Dilemmas in Clinical Medicine, Sample Case Write-up


                                
                  Dilemmas in Clinical Medicine

	A 28 year old male was admitted to the hospital with 
chief complaints of longstanding back pain, and left eye droop 
for several weeks.  He also had experienced some fecal 
incontinence. He had been followed by this current PMD over the 
previous 5 months.  The PMD provided the past history of 
Hodgkin's Disease for the past 5 years. He was initially treated 
with chemotherapy and went into remission. Approximately one 
year ago he began to have back pain and paraparesis, and an 
epidural mass was found. He began radiation therapy but 
frequently missed appointments.

	He had first presented to the PMD 5 months ago bringing 
photocopies of all of his medical records.  He indicated that he 
had been seeing an oncologist who was treating him with 
radiation. Admitting his non-compliance, he said he was tired of 
all the cancer treatment and only wished to have symptomatic 
treatment of his pain so he could "live out my time" peacefully 
without pain.  He said the oncologist would no longer treat him 
if he did not go for the radiation.  He had been receiving 
Dilaudid from the oncologist and wished to continue it.  The PMD 
wrote a prescription for it and referred the patient to hospice. 

	Soon thereafter, the PMD was visited by a narcotics agent 
from the NYS Health Department who indicated that this patient 
had visited many physicians with the same story and had been 
getting multiple prescriptions.  The patient met with the agent 
and the PMD in the doctor's office and agreed to restrict 
himself to this doctor in the future.  A short time later, the 
patient's mother called the doctor and reported that the patient 
has been addicted to drugs for many years (before the Hodgkin's) 
and simply used the illness to his advantage to obtain drugs.  
Before the PMD could confront the patient with this, he was 
admitted for the current hospitalization.

	On examination, the patient was lethargic and febrile.  He 
had a dilated left pupil and nystagmus.  His rectal tone was 
diminished and when catheterized, had a large amount of urine, 
indicating urinary retention. He rapidly became delirious and 
then unresponsive.  Neurologic W/U revealed obstructive 
hydrocephalus.  Neurosurgery placed a V-P shunt and he improved 
modestly.  When he worsened, the surgeons said the shunt was 
obstructed, but they would revise it only if the patient 
received aggressive anti-tumor treatment (RT and chemo).

	The patient’s mother was consulted and she said she would 
not want the aggressive treatment because "it wouldn’t make a 
difference; he’ll still be a drug addict."


Discussion:

PROBLEM:
How do we make a substituted judgment for an incapacitated patient whose
prior statements were of questionable authenticity (because they were part
of an attempt to obtain drugs for abuse)?

ISSUE:
Standards for Decisions When Patients Lack Decision-Making Capacity


QUESTION:
Should we forgo shunt revision (with RT and chemo) and allow this patient
to die?

	The Dilemma is whether to provide radiation/chemo to this
incapacitated patient who can not be consulted at the present time.

	This patient had raised intracranial pressure and would die 
without immediate treatment.  Being incapacitated, the highest 
standard for decision-making would be informed prior decisions 
when competent.[1]  This patient made some very specific statements 
about wanting only palliative care. The first question about 
these statement concern whether they were specific enough to 
count as the patient's own decision (rather than a substituted 
judgment).  Although the patient did not specifically address 
the issue of radiation to his head, he did refuse spine 
radiation in the past, even knowing that it might leave him 
paraplegic. I would argue that the patient made his wishes known 
in a way that applies to this decision as well.
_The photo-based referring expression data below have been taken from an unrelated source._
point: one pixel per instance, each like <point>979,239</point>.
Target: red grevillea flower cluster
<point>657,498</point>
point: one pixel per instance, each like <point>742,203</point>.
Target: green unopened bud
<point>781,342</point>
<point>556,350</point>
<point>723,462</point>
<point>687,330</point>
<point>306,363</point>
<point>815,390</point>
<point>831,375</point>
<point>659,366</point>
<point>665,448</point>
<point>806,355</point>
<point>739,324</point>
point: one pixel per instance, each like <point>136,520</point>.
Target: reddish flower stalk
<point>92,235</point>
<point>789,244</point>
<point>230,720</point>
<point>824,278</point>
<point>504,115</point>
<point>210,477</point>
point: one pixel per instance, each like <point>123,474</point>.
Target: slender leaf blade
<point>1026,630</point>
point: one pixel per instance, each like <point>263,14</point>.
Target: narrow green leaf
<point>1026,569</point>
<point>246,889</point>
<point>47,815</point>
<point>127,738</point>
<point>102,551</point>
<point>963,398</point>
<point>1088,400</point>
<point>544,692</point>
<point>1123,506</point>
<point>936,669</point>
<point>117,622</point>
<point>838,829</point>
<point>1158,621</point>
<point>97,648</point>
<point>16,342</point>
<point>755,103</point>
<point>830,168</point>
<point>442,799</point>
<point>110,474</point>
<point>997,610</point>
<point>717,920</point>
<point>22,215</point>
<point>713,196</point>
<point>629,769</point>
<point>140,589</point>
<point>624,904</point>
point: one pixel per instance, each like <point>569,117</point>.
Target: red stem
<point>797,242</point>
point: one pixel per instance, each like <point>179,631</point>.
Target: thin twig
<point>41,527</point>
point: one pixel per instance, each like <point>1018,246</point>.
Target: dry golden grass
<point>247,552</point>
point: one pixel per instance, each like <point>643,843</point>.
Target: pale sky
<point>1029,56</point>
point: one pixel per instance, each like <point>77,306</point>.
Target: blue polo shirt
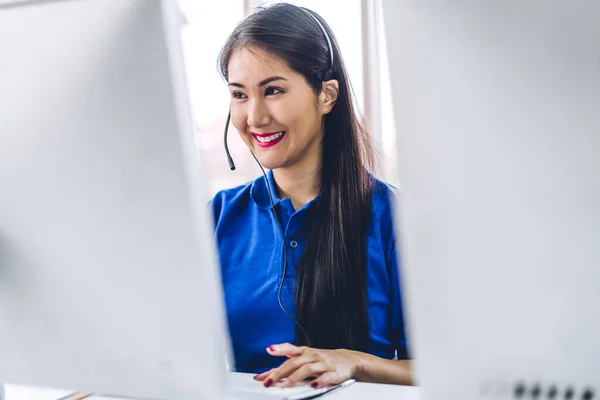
<point>250,243</point>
	The second question is more difficult since it questions 
the authenticity of the patient’s statements.  No matter how 
specific these statements may be, they are suspect since they 
were (in retrospect), part of a carefully crafted scheme to 
obtain opioids.  Did they really represent the patient’s genuine 
feelings or were they hollow, manipulative words?  Although the 
patient was dishonest in explaining all of his actions and 
justifications, he did refuse radiation unequivocally and knowing 
the probable consequences.  That refusal underscores his intent 
to live with the outcome of his decision.

	Finally, the mother’s request that the patient NOT get 
aggressive treatment (but for a different reason) must be 
addressed.  This patient made life miserable for his mother 
during his years of addiction and she was weary of it. She still 
must be advised of the real reason for withholding radiation 
(his prior decision) rather than hers (it would not cure his 
addiction).  The patient should continue to receive palliative 
care only because this was his prior informed choice, with 
careful explanation and counseling provided to his mother.
The "right" decision for the wrong reason is really not right, 
but just coincidence.



Reference:
[1] New York State Task Force on Life and the Law. When Others 
Must Choose: Deciding for Patients Without Capacity, March 1992.